Final answer:
Using the CAPM model, given a risk-free rate of 6%, beta of 0.3, and equity premium of 5.7%, the expected rate of return is 7.71%. Factoring in default risk, the expected recovery is $995, leading to a fair CAPM market price for the municipal bond of approximately $923.52.
Step-by-step explanation:
To determine a fair market price for a $1,000 municipal bond using the Capital Asset Pricing Model (CAPM), we have to consider the expected rate of return based on the bond's risk.
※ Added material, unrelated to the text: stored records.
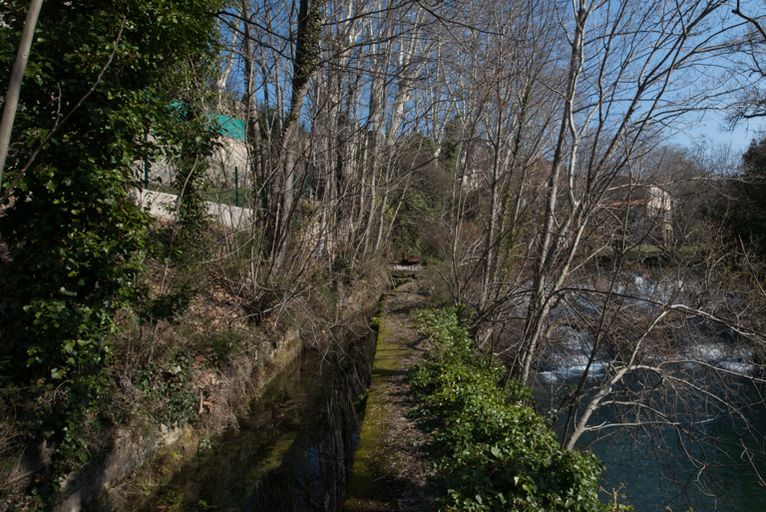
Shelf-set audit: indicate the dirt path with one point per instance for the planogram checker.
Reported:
(390, 467)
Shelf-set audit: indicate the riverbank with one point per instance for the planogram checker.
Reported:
(390, 470)
(142, 460)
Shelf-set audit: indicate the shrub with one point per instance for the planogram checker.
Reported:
(494, 451)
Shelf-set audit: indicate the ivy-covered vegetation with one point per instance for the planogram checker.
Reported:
(494, 451)
(96, 102)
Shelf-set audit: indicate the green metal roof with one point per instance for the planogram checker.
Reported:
(230, 127)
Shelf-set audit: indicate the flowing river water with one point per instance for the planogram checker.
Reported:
(295, 450)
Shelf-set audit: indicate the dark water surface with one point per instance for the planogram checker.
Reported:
(294, 450)
(714, 466)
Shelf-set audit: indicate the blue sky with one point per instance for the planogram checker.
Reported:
(713, 127)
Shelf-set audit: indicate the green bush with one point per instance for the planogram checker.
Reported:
(494, 451)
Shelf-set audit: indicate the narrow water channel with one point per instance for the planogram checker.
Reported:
(293, 452)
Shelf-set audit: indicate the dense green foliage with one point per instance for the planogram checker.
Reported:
(100, 81)
(746, 213)
(495, 452)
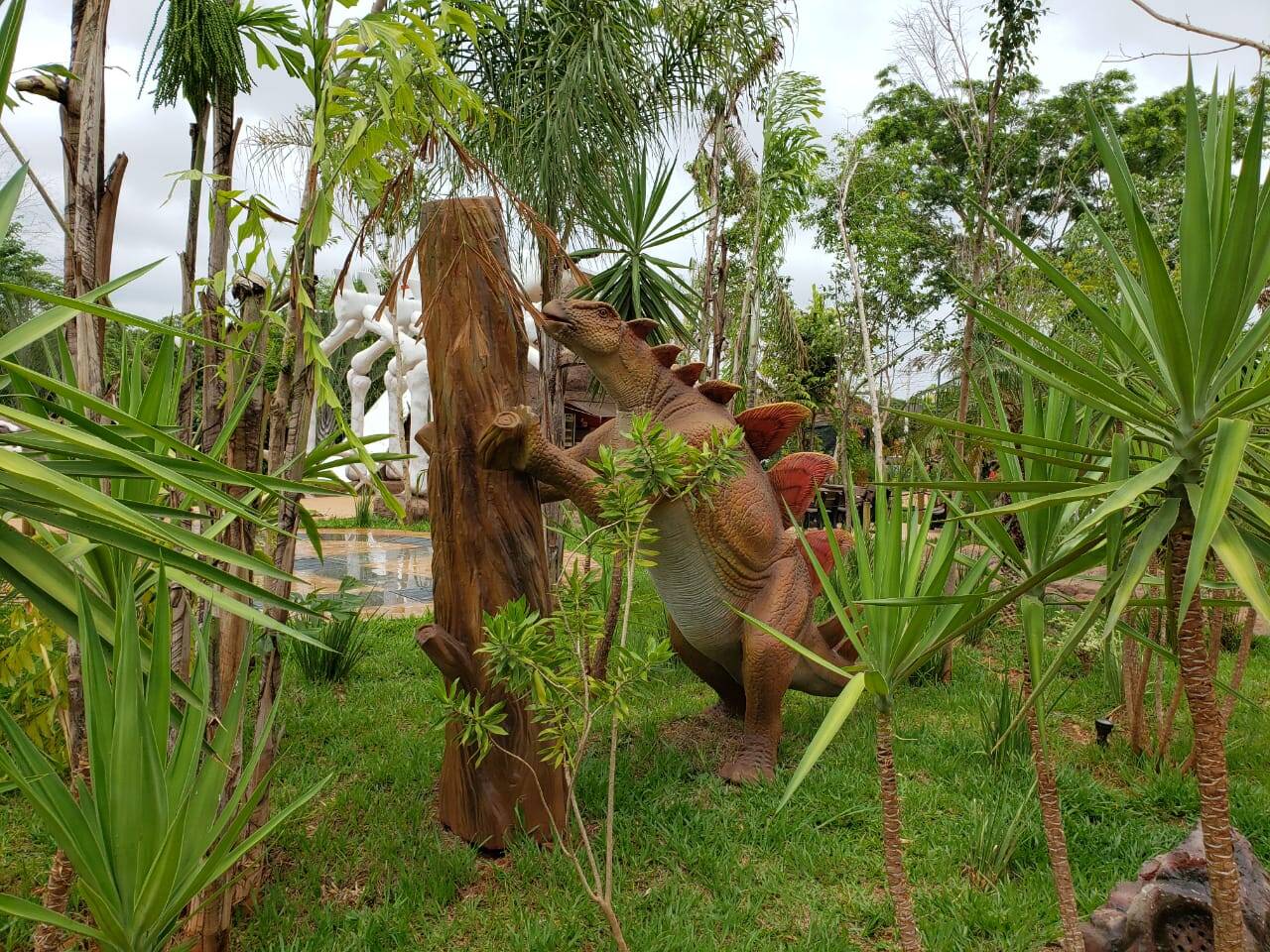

The CAPM formula is expressed as:
Expected return = Risk-free rate + (Beta × Market risk premium)
Given a risk-free rate of 6%, a beta of 0.3, and an equity premium of 5.7%, the expected rate of return can be calculated as:
Expected return = 0.06 + (0.3 × 0.057) = 0.06 + 0.0171 = 0.0771 or 7.71%
Now, considering the default risk, the expected recovery on the bond is 0.71 × $1,000 + (1 - 0.71) × $950 = $710 + $285 = $995.
The fair price of the bond can be calculated based on the expected recovery and the required rate of return:
Fair price = Expected recovery / (1 + Expected return) = $995 / (1 + 0.0771) ≈ $923.52
Thus, considering the default risk and the CAPM expected return, a fair CAPM market price for the bond would be approximately $923.52.